Anche se mancano le comunicazioni ufficiali, è ormai chiaro che nell’estate ormai imminente (e quasi sicuramene anche oltre) non ci saranno concerti negli stadi o in spazi di grandi dimensioni. Stando all’ultimo Dpcm approvato dal governo, a partire dal 15 giugno si potrà tornare al cinema, al teatro e a sentire un concerto. Sia al chiuso che all’aperto. Ma con regole di sicurezza molto stringenti: non oltre mille persone negli spazi open air, 200 in quelli chiusi (e in questo numero bisogna includere gli artisti e il personale tecnico).

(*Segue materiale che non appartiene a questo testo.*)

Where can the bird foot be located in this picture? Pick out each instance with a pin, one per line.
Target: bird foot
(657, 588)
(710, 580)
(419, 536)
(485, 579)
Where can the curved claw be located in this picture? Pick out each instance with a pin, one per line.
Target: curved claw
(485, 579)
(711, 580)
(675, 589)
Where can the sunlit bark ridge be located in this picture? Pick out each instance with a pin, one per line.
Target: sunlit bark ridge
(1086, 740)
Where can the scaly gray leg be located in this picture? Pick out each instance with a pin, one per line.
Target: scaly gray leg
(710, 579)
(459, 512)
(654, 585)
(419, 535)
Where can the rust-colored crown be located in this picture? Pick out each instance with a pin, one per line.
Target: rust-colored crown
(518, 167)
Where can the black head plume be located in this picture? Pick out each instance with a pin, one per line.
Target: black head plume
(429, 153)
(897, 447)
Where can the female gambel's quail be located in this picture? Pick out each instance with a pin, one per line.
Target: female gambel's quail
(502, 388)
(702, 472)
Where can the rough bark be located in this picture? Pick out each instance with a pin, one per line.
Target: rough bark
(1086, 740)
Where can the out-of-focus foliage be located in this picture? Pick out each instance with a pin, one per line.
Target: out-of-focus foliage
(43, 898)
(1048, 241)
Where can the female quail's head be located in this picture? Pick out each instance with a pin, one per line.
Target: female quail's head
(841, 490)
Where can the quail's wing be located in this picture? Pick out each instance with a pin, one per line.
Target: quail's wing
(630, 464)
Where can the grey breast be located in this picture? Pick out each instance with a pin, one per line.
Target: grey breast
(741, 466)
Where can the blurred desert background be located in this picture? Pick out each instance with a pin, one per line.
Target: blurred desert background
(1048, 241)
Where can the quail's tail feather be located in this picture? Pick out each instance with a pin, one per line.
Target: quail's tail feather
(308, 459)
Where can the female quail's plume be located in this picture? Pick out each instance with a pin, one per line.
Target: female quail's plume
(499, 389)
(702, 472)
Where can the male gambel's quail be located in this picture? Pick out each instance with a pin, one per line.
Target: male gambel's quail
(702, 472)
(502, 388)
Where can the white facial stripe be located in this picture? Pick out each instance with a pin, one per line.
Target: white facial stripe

Sono previsti posti a sedere preassegnati, con biglietti venduti online. Obbligatoria la distanza di almeno un metro tra gli spettatori. Nel Dpcm si legge che «restano sospesi gli eventi che implichino assembramenti in spazi chiusi o all’aperto quando non è possibile assicurare il rispetto» delle condizioni indicate. E che «restano comunque sospese le attività che abbiano luogo in sale da ballo e discoteche e locali assimilati, all’aperto o al chiuso, le fiere e i congressi».
Insomma, tradotto in pratica, questo significa che tutti i grossi concerti saranno annullati o, quando possibile, posticipati di mesi, in alcuni casi anche di un anno.
Fino ad oggi erano arrivate comunicazioni ufficiali riguardanti alcune star internazionali, per esempio Paul McCartney, Pearl Jam, Guns N’Roses, Eric Clapton, Queen + Adam Lambert, Celine Dion e altri ancora. Ma a breve (con ogni probabilità già nella giornata di domani) saranno diffuse comunicazioni anche riguardo i grossi concerti degli artisti italiani, da Vasco Rossi a Cesare Cremonini, da Ultimo a Max Pezzali, da Ligabue a Tiziano Ferro e tuti gli altri che avevano annunciato tour estivi. Alcuni hanno pubblicato sui propri social messaggi con i quali anticipano che nella mattinata di lunedì ci saranno comunicazioni ufficiali. Non è difficile intuirne il contenuto.